The first feature to be highlighted, live transcription, was already mentioned by Google before. It’s a simple but very useful tool: open the app and the device will listen to its surroundings and simply display any speech it recognizes as text on the screen.
We’ve seen this in translator apps and devices, like the One Mini, and the meeting transcription highlighted yesterday at Microsoft Build. One would think that such a straightforward tool is long overdue, but in fact everyday circumstances like talking to a couple friends at a cafe, can be remarkably difficult for natural language systems trained on perfectly recorded single-speaker audio. Improving the system to the point where it can track multiple speakers and display accurate transcripts quickly has no doubt been a challenge.
Another feature enabled by this improved speech recognition ability is live captioning, which essentially does the same thing as above, but for video. Now when you watch a YouTube video, listen to a voice message, or even take a video call, you’ll be able to see what the person in it is saying, in real time.
That should prove incredibly useful not just for the millions of people who can’t hear what’s being said, but also those who don’t speak the language well and could use text support, or anyone watching a show on mute when they’re supposed to be going to sleep, or any number of other circumstances where hearing and understanding speech just isn’t the best option.
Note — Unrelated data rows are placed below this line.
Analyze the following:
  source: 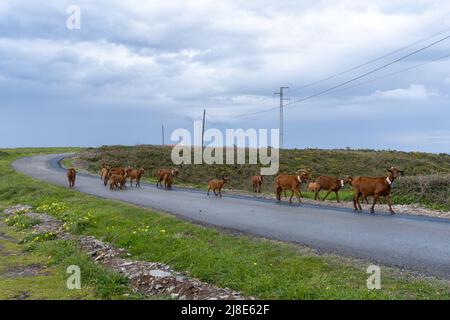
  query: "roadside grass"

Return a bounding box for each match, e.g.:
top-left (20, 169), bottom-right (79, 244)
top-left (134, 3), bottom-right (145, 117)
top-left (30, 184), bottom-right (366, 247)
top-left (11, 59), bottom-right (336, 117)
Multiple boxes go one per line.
top-left (0, 150), bottom-right (450, 299)
top-left (0, 221), bottom-right (134, 300)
Captioning phone calls is something CEO Sundar Pichai said is still under development, but the “live relay” feature they demoed on stage showed how it might work. A person who is hearing-impaired or can’t speak will certainly find an ordinary phone call to be pretty worthless. But live relay turns the call immediately into text, and immediately turns text responses into speech the person on the line can hear.
Live captioning should be available on Android Q when it releases, with some device restrictions. Live transcribe is available now but a warning states that it is currently in development. Live relay is yet to come, but showing it on stage in such a complete form suggests it won’t be long before it appears.